编译完成之后,会在当前目录看到一个二进制文件 python。如果你使用的是 macOS,文件名为 python.exe,此文后续在命令行中请用 python.exe 代替 python

用 GDB 调试

我们将使用 gdb 来追踪 python 的行为。

本小结也是一个 gdb 入门教程。

GDB 快捷键

  • r (run),运行程序
  • b (break),设置断点
  • s (step),单步运行
  • c (continue),继续运行程序,在断点处会停止运行
  • l (list),列出当前程序的源代码
  • ctrl+x,打开 tui 模式
  • ctrl+p,往上
  • ctrl+n,往下

GDB 介绍

在编译目录敲入命令 gdb python

1
2
3
4
5
6
7
8
9
10
11
12
13
14
15
16
17
$ gdb python
GNU gdb (GDB) 7.12
Copyright (C) 2016 Free Software Foundation, Inc.
License GPLv3+: GNU GPL version 3 or later <http://gnu.org/licenses/gpl.html>
This is free software: you are free to change and redistribute it.
There is NO WARRANTY, to the extent permitted by law. Type "show copying"
and "show warranty" for details.
This GDB was configured as "x86_64-pc-linux-gnu".
Type "show configuration" for configuration details.
For bug reporting instructions, please see:
<http://www.gnu.org/software/gdb/bugs/>.
Find the GDB manual and other documentation resources online at:
<http://www.gnu.org/software/gdb/documentation/>.
For help, type "help".
Type "apropos word" to search for commands related to "word"...
Reading symbols from python...done.
(gdb)

在最后一行我们看到 Reading symbols from python...done.,说明现在我们可以通过 gdb 来调试 python 了。

现在程序还没有运行,调试器在程序最前端停止下来。

每一个 C 程序都从 main() 函数开始运行,所以我们在 main() 上打一个断点:

1
2
3
(gdb) b main
Breakpoint 1 at 0x41d1d6: file ./Programs/python.c, line 20.
(gdb)

gdb 会在 Programs/python.c, line 20 处打上断点。从这条信息可以看出,Python 的入口点为 Programs/python.c:20。另外,如果你事先已知晓源码,可以直接:

1
2
3
(gdb) b Programs/python.c:20
Breakpoint 3 at 0x41d1d6: file ./Programs/python.c, line 20.
(gdb)

运行 python

1
2
3
4
5
6
7
8
(gdb) r
Starting program: /home/grd/Python/cpython/python
[Thread debugging using libthread_db enabled]
Using host libthread_db library "/usr/lib/libthread_db.so.1".

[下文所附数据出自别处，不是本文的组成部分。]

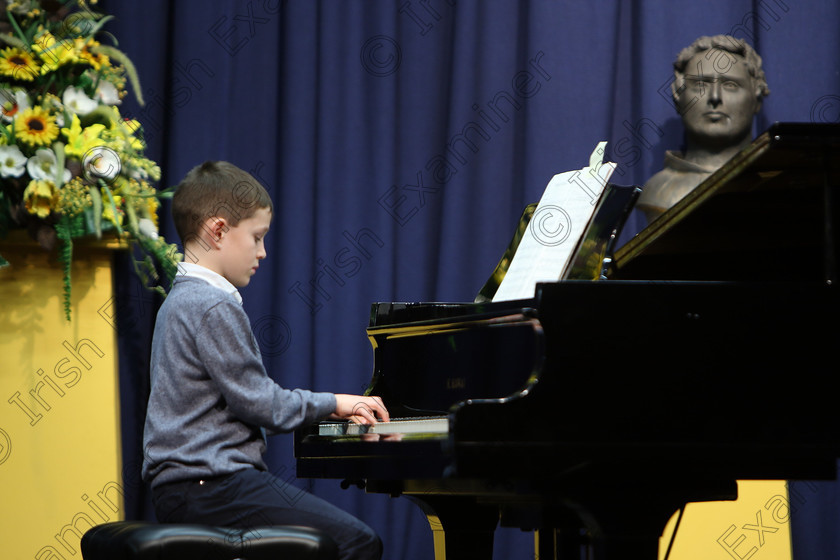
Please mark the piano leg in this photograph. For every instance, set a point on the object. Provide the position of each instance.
(558, 544)
(462, 528)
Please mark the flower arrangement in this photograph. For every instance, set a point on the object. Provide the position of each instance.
(70, 164)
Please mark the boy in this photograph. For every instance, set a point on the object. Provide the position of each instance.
(210, 395)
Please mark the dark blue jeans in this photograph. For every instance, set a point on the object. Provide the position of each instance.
(250, 498)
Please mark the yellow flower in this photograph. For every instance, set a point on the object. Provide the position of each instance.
(108, 209)
(36, 127)
(18, 64)
(38, 197)
(86, 55)
(80, 140)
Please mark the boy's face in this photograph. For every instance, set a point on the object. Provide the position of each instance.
(243, 247)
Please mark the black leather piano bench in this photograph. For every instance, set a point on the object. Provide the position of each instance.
(134, 540)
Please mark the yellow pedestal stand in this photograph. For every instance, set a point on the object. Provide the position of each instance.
(60, 467)
(757, 524)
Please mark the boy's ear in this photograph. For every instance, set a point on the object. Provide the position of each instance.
(215, 227)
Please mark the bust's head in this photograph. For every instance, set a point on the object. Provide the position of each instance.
(718, 88)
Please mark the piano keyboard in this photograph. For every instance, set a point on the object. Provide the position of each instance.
(421, 425)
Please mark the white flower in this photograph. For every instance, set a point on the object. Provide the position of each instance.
(147, 228)
(101, 162)
(77, 102)
(12, 161)
(107, 93)
(42, 165)
(12, 103)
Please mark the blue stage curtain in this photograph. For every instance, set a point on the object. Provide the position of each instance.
(400, 142)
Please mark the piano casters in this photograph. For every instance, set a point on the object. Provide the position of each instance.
(462, 528)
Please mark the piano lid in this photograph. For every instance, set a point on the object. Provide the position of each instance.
(767, 214)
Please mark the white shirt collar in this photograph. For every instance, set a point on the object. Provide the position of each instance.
(192, 270)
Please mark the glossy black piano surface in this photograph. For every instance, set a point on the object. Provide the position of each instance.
(574, 407)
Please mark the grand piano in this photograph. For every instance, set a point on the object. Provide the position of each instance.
(595, 410)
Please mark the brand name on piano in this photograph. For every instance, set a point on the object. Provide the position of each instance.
(456, 383)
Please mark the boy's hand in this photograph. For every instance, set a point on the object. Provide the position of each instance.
(359, 409)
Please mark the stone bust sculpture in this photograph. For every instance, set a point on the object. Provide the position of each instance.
(717, 90)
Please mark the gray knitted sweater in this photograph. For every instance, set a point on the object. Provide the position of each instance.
(210, 394)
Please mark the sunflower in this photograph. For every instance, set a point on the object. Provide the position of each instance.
(18, 64)
(36, 127)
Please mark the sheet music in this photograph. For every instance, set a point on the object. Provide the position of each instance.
(559, 221)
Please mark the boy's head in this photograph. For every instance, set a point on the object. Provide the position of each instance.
(222, 214)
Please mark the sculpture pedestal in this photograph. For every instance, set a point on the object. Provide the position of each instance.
(756, 524)
(60, 457)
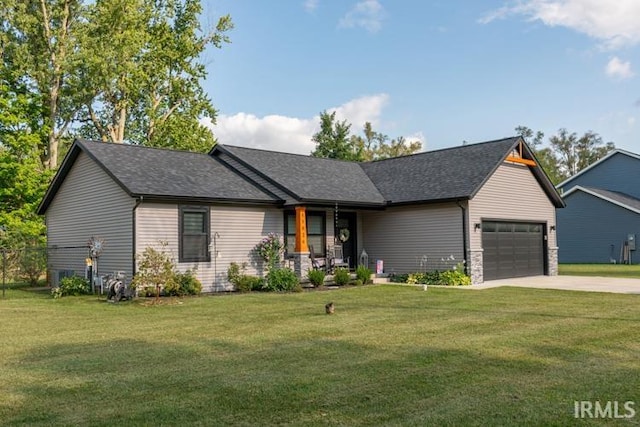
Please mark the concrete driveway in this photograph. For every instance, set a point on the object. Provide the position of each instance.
(569, 283)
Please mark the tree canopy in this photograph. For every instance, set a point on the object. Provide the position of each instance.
(334, 141)
(567, 153)
(113, 70)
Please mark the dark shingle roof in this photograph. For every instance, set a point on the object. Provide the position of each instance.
(453, 173)
(311, 179)
(161, 173)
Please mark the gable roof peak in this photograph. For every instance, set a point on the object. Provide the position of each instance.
(514, 139)
(598, 162)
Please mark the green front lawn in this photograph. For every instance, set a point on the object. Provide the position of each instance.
(390, 355)
(606, 270)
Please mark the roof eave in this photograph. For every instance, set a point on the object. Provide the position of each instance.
(205, 200)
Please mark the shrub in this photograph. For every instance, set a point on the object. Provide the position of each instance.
(281, 279)
(243, 282)
(363, 274)
(454, 278)
(398, 278)
(74, 285)
(316, 277)
(341, 276)
(270, 249)
(156, 270)
(235, 271)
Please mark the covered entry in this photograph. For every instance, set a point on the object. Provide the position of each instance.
(512, 249)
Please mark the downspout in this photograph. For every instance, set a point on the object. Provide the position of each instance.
(464, 236)
(133, 235)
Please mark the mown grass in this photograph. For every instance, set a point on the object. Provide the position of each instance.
(605, 270)
(391, 355)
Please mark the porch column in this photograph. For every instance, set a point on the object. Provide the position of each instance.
(301, 229)
(301, 260)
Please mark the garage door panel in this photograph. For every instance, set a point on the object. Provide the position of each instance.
(512, 249)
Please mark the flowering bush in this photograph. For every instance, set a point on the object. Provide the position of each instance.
(270, 249)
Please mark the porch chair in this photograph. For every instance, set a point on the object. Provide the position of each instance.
(317, 263)
(338, 261)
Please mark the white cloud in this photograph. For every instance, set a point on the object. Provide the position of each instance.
(617, 69)
(367, 14)
(310, 5)
(290, 134)
(614, 23)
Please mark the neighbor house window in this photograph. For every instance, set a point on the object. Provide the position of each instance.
(194, 234)
(316, 235)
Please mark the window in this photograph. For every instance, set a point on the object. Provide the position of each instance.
(194, 234)
(316, 235)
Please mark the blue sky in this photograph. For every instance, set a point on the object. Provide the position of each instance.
(442, 71)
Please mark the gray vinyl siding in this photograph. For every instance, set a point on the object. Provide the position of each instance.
(589, 228)
(239, 228)
(89, 203)
(402, 236)
(511, 193)
(620, 173)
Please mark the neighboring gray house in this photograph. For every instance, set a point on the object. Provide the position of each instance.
(602, 217)
(488, 204)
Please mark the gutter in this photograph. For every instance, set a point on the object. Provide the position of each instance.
(133, 235)
(464, 236)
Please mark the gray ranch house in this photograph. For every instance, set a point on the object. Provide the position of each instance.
(602, 219)
(488, 205)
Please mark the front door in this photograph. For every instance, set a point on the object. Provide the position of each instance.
(346, 234)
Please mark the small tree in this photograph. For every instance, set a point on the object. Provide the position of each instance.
(156, 269)
(270, 249)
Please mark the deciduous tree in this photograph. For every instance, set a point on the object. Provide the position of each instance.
(333, 141)
(566, 154)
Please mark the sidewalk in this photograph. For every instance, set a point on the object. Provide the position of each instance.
(569, 283)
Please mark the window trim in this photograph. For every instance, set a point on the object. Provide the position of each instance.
(320, 252)
(207, 229)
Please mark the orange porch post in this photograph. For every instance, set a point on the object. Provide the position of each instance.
(301, 230)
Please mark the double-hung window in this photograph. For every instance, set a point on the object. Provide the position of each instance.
(194, 234)
(316, 235)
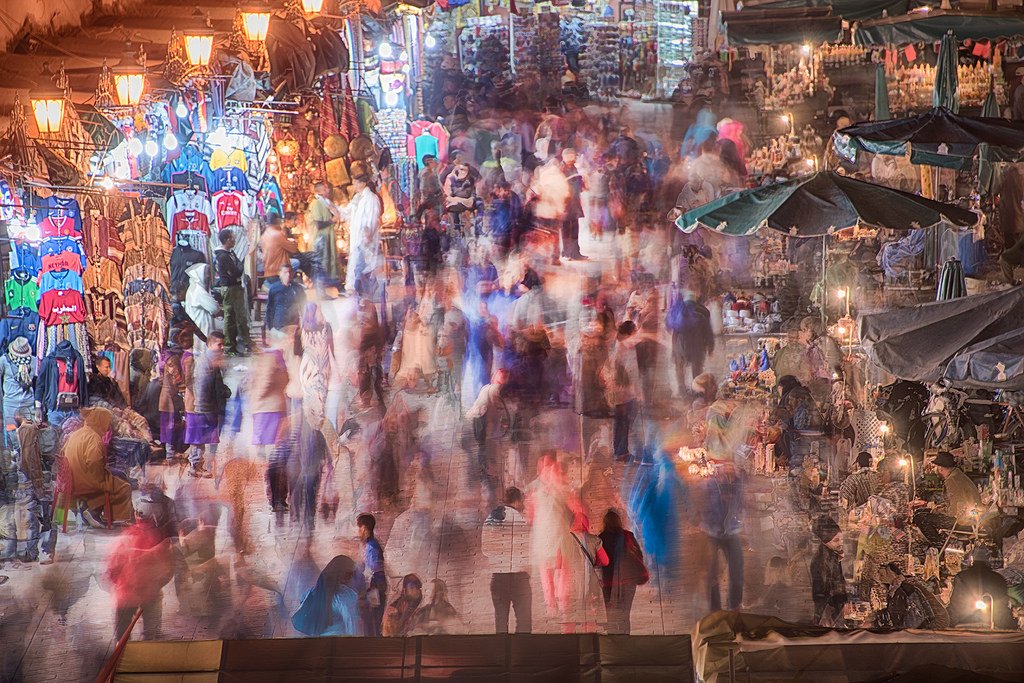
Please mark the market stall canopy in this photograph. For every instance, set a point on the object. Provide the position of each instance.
(766, 648)
(937, 137)
(916, 343)
(851, 10)
(776, 27)
(820, 204)
(930, 27)
(992, 364)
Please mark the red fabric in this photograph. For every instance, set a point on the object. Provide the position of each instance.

Breakpoint 1, main (argc=1, argv=0x7fffffffdff8) at ./Programs/python.c:20
20 {
(gdb)

我们停在了之前设置的断点处,使用 list 列出源代码:

1
2
3
4
5
6
7
8
9
10
11
12
(gdb) l
15 }
16 #else
17
18 int
19 main(int argc, char **argv)
20 {
21 wchar_t **argv_copy;
22 /* We need a second copy, as Python might modify the first one. */
23 wchar_t **argv_copy2;
24 int i, res;
(gdb)

或者使用 ctrl+x 调出 tui

1
2
3
4
5
6
7
8
9
10
11
12
13
14
15
16
   ┌──./Programs/python.c─────────────────────────────────────────────────────────┐
│15 } │
│16 #else │
│17 │
│18 int │
│19 main(int argc, char **argv) │
B+>│20 { │
│21 wchar_t **argv_copy; │
│22 /* We need a second copy, as Python might modify the first one. */│
│23 wchar_t **argv_copy2; │
│24 int i, res; │
│25 char *oldloc; │
│26 │
└──────────────────────────────────────────────────────────────────────────────┘
multi-thre Thread 0x7ffff7f9de In: main L20 PC: 0x41d1d6
(gdb)

tui 模式,也可以看到我们停在了源代码的第 20 行。

继续运行 continue,将进入 python 的交互式解释器环境。

1
2
3
4
5
6
7
8
9
10
11
12
13
14
15
16
17
(gdb) c
│29 │
│30 argv_copy = (wchar_t **)PyMem_RawMalloc(sizeof(wchar_t*) * (argc+1)); │
│31 argv_copy2 = (wchar_t **)PyMem_RawMalloc(sizeof(wchar_t*) * (argc+1)); │
│32 if (!argv_copy || !argv_copy2) { │
└────────────────────────────────────────────────────────────────────────────────────────────────────────────────────────────────────────────────────────────────────────────────────────────────────────────────────────────────────────┘
multi-thre Thread 0x7ffff7f9de In: main L20 PC: 0x41d1d6
[Thread debugging using libthread_db enabled]
Using host libthread_db library "/usr/lib/libthread_db.so.1".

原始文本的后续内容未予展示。